2) I have a TON of encounters and a TON of creatures to fight, but I don't want to give the PCs lots of XP and thus have to use tougher creatures (think a defend a border outpost from a horde attack.)

These examples tell me you need to adjust the flow of XP, not the set chart for gaining levels. Why not have your cake and eat it too?

Let's say you want to go through the low levels quickly then spend a lot of time around level 8-12. Until you reach level 5, give out 50% more XP than listed. When you reach level 8, reduce the XP by 50% from the chart. This allows you to rush through the "boring" levels and spend more time in the "sweet spot".

The drawback to this is players may feel rushed or cheated depending on how you adjust the flow. If your players don't trust you, they may not understand why their XP is looking meager during the sweet spot.
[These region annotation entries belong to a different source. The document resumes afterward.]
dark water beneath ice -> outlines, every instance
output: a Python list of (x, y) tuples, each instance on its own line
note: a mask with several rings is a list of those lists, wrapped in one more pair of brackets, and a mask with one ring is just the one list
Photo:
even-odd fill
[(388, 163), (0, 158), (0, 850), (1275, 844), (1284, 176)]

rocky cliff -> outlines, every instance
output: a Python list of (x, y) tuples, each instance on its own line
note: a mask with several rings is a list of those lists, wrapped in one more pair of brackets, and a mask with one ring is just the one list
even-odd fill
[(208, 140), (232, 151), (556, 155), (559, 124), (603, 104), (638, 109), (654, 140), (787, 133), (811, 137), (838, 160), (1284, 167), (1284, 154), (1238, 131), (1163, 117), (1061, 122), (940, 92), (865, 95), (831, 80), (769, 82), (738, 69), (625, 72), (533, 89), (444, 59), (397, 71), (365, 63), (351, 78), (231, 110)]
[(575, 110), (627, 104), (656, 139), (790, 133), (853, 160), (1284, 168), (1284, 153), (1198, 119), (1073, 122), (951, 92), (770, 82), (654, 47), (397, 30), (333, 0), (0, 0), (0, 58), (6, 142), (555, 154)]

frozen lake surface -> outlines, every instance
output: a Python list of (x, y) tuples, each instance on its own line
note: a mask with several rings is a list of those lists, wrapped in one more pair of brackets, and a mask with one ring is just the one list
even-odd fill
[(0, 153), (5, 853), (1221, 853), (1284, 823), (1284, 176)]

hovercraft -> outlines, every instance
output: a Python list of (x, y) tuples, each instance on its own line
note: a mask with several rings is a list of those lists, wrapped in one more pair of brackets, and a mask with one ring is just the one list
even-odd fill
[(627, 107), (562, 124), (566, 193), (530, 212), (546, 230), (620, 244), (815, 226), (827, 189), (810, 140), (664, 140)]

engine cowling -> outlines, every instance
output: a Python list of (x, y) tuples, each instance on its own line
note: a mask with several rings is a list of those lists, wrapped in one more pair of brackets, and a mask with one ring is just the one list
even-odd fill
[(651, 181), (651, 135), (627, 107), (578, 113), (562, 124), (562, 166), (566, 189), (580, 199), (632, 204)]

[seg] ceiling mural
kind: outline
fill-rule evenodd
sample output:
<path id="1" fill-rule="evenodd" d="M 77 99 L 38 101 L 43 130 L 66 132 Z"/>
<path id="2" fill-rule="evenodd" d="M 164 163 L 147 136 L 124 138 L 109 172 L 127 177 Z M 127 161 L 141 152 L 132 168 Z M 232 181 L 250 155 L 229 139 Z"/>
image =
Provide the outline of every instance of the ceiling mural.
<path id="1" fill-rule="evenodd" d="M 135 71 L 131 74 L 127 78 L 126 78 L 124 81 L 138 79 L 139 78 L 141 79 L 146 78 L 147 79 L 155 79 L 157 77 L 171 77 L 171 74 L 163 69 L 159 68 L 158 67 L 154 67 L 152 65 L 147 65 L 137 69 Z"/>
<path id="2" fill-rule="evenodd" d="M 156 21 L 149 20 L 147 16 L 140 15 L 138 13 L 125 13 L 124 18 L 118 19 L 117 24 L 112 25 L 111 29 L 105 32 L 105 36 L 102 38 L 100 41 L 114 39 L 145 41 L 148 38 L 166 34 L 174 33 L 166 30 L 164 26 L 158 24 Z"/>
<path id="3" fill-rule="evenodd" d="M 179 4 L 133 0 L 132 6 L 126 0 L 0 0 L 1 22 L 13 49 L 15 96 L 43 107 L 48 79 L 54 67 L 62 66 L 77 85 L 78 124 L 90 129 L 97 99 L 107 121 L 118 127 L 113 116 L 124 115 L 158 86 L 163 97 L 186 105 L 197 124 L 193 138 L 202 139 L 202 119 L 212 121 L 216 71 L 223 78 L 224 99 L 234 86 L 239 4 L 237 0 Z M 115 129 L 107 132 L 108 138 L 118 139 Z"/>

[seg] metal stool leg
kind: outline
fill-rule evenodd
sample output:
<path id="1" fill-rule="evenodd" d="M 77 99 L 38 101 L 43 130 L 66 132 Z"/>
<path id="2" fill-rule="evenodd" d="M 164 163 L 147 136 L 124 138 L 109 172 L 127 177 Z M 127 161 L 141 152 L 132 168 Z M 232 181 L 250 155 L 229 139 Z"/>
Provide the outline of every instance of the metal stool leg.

I think Majuba has the right idea about how the rebuking should work. The mechanic should work the same wether you are turning or rebuking. I think the condition given to undead that are turned/rebuked should be shaken. This gives a clear definition of the effect, though usually undead are immune to fear effects.

Personally I've not been a proponent of the positive/negative energy burst that the ability is being turned into. Like everyone else, I have an opinion about what should be in PRPG and feel I need to share with the group, so bear with me a moment.

Perhaps instead of using damage dice, a negative level could be applied to the undead. On a failed save, the udead suffers from 1 negative level per 2 cleric levels. If the number of negative levels exceeds the undead's total HD, it is destroyed. The reverse of this would work as a bolstering effect if desired or could just be the mechanic used to determine wether the creature is rebuked or commanded. This idea removes the healing/harming effect as written, but IMO turning undead was meant for that. As I posted elsewhere, if the clerics need more healing ability, I think they should have a Lay on Hands ability like a paladin (only better) or a healing aura like a dragon shaman (from PHB2).

There is already an existing game mechanic that would really help with the limited clerical healing- Lay on Hands. If a cleric had a finite pool of healing like this, it would keep the balance and not have to boost turning undead into a healing ability.

Something like turning and rebuking undead is something that is intrinsic to the D&D game. It is one of those things that (to me) makes the game feel like D&D. What we need to decide as a whole is wether we want Pathfinder to feel like D&D or to feel like something else. Part of the reason I want to play 3.5 (and thus Pathfinder) is to retain the feel of D&D, which I feel 4e does not have. Moving too far from the true feeling of D&D could potentially turn customers rather than undead. :)

My personal opinion is that you should need an additional feat to heal people with your Turning/Rebuking. If not a feat, perhaps the damage should be d8s and the healing be an equal number of d4s. Linking the ability to CR rather than HD is one of the better ideas I've heard here. Turn resistance could easily be considered as an addition to CR rather than HD.